USACA will have a minimum of US$9 million at its disposal over the next three years as part of its stake in Cricket Holdings America and Dainty hoped some of the money will be used to upgrade and initiate development programs, which have been put on the backburner for years. "What is necessary, and what is going to give us bang for the buck, is to immediately improve our infrastructure and that means getting more coaches trained and even getting coaches who are going to be paid on a part-time basis."
Cricket in America has been reliant on the service of volunteers for years, ones who aren't able to dedicate the full-time resources that are necessary to focus on installing and building development programs. Asked if he wanted USACA to hire at least one full-time staff member for each of the eight regions, Dainty said that the organisation might not have the funds to do that, but at the very least each one should have a part-time paid person.
"You call them whatever, regional development people, whatever, but that's their job," Dainty said. "They should have their job, they should be helping, and depending on what we can afford, they should be coordinating that. Every region should have that." One of the reasons Dainty is reluctant to spend money on full-time staff is that he would like USACA to budget their newfound money to make it last longer.
"Because this [investment deal] is driven by a business model, I would hope that we don't go ahead and spend all the money right away or commit all the money right away," Dainty said. "I think that we need to put aside some for a rainy day. But like I said the national programs need a little bit of better help."
Dainty's plan goes in a different direction from the one laid out by former chief executive Don Lockerbie, whose main priorities were to hire a national coaching director and start putting national players on central contracts by the end of 2010. Dainty hinted that central contracts would not be a made a priority until the domestic Twenty20 league targeted for the summer of 2012 got underway.
"United States cricket has had a chronic shortage of funds, and although this will not solve all the problems, it puts us in a better position to help grow the sport," Dainty said. "The shortage of funds hurts grassroots development more than anything else because the little bit of funding we do get, the focus is on conspicuous things like putting national teams together. So when that's done, there's hardly anything left there for any type of organized or sustained grassroots development. So this then, I'm hoping that my colleagues will go along with a program of funding leagues and regions better, shoring up those administrations so that they can deliver in terms of having better grassroots programs and then from those grassroots programs we'd be able to substantially increase our talent pool and fan base."
In terms of the vacancy for the chief executive position, Dainty said he had not accepted any resumes or interviewed any candidates to fill the role since Lockerbie was relieved of his duties on November 19. "I would hope within the next 60 days or so we could have that done," he said. "I think that's going to be a priority in the beginning of the year."
USACA is also dealing with a lawsuit filed on December 10 in New York County court by the North American Cricket League (NACL). The suit is reported to be asking for approximately $90 million in damages, which falls within the $80-100 million range that Insite executive director Neil Maxwell placed the capitalised value of Cricket Holdings America at. NACL is claiming that it had entered into an agreement with USACA to promote and organise an official Twenty20 league in America.
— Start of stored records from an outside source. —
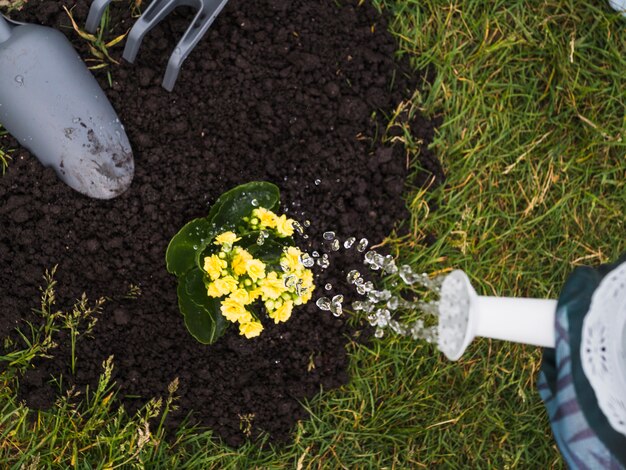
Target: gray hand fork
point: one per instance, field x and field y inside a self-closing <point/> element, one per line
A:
<point x="53" y="106"/>
<point x="207" y="11"/>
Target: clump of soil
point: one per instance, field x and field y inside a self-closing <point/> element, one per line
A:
<point x="293" y="92"/>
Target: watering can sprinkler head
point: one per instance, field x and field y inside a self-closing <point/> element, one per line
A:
<point x="52" y="104"/>
<point x="463" y="315"/>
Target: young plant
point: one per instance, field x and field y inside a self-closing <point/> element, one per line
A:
<point x="238" y="262"/>
<point x="98" y="46"/>
<point x="4" y="154"/>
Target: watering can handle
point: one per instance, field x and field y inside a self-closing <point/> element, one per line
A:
<point x="5" y="29"/>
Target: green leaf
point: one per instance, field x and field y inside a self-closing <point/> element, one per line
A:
<point x="203" y="317"/>
<point x="270" y="252"/>
<point x="191" y="239"/>
<point x="234" y="205"/>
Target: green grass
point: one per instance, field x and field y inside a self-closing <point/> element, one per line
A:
<point x="532" y="96"/>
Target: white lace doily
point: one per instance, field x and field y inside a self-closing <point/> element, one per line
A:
<point x="603" y="347"/>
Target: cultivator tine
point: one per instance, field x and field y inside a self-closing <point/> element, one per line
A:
<point x="95" y="15"/>
<point x="155" y="12"/>
<point x="201" y="23"/>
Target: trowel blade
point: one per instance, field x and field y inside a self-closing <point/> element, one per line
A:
<point x="51" y="103"/>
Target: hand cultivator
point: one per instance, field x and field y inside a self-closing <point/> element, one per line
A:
<point x="207" y="11"/>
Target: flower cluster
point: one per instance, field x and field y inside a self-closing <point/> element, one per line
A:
<point x="239" y="279"/>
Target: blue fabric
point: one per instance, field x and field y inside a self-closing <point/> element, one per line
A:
<point x="580" y="446"/>
<point x="584" y="436"/>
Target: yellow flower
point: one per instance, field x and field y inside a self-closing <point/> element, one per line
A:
<point x="234" y="311"/>
<point x="291" y="259"/>
<point x="213" y="291"/>
<point x="254" y="294"/>
<point x="255" y="269"/>
<point x="267" y="219"/>
<point x="240" y="261"/>
<point x="250" y="329"/>
<point x="272" y="286"/>
<point x="307" y="279"/>
<point x="226" y="238"/>
<point x="241" y="295"/>
<point x="283" y="312"/>
<point x="226" y="285"/>
<point x="213" y="265"/>
<point x="284" y="226"/>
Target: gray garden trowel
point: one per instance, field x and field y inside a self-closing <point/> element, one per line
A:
<point x="53" y="106"/>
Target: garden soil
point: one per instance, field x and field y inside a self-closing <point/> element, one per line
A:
<point x="296" y="92"/>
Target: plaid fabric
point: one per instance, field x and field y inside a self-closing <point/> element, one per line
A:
<point x="584" y="436"/>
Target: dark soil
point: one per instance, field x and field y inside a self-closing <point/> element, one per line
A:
<point x="278" y="90"/>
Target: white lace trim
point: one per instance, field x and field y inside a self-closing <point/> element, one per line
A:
<point x="603" y="347"/>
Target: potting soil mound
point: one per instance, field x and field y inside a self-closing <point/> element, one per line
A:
<point x="293" y="92"/>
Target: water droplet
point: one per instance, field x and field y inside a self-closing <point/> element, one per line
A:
<point x="353" y="276"/>
<point x="349" y="242"/>
<point x="323" y="262"/>
<point x="392" y="303"/>
<point x="306" y="260"/>
<point x="336" y="306"/>
<point x="323" y="303"/>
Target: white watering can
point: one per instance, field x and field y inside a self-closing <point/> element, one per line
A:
<point x="463" y="315"/>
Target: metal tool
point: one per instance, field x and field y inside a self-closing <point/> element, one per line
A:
<point x="52" y="104"/>
<point x="207" y="11"/>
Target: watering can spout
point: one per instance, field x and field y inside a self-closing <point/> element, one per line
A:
<point x="464" y="315"/>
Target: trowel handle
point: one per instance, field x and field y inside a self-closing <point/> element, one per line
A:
<point x="5" y="29"/>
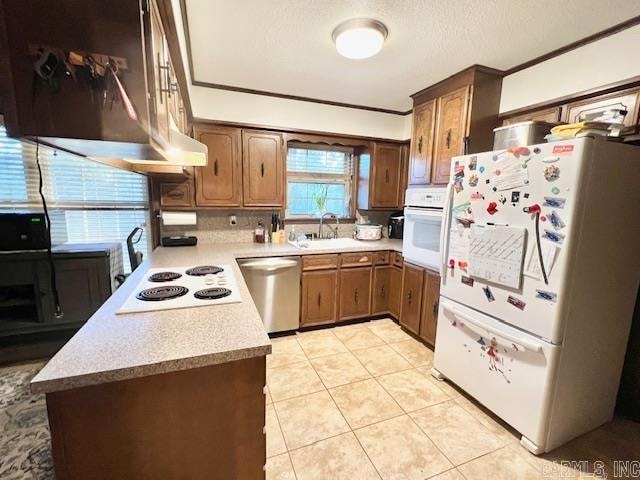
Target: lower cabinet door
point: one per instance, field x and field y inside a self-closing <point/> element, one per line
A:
<point x="319" y="297"/>
<point x="381" y="290"/>
<point x="412" y="285"/>
<point x="395" y="291"/>
<point x="355" y="293"/>
<point x="430" y="299"/>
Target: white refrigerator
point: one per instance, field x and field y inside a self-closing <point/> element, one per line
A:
<point x="540" y="265"/>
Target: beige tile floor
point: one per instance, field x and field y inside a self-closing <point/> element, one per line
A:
<point x="358" y="402"/>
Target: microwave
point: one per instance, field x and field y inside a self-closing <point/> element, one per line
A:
<point x="423" y="216"/>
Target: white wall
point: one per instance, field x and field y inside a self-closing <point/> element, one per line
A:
<point x="599" y="63"/>
<point x="225" y="105"/>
Sources said that NACL won the first bidding rights to USACA's global tender for the formation of a Twenty20 league. However, NACL's representatives were required to submit a $250,000 deposit by an unknown deadline in order to continue the process of negotiations. Sources said USACA's position is that NACL failed to meet the deadline, which opened the door for USACA to negotiate with the consortium group that included New Zealand Cricket, Insite, Top Bloom and Podar Holding International.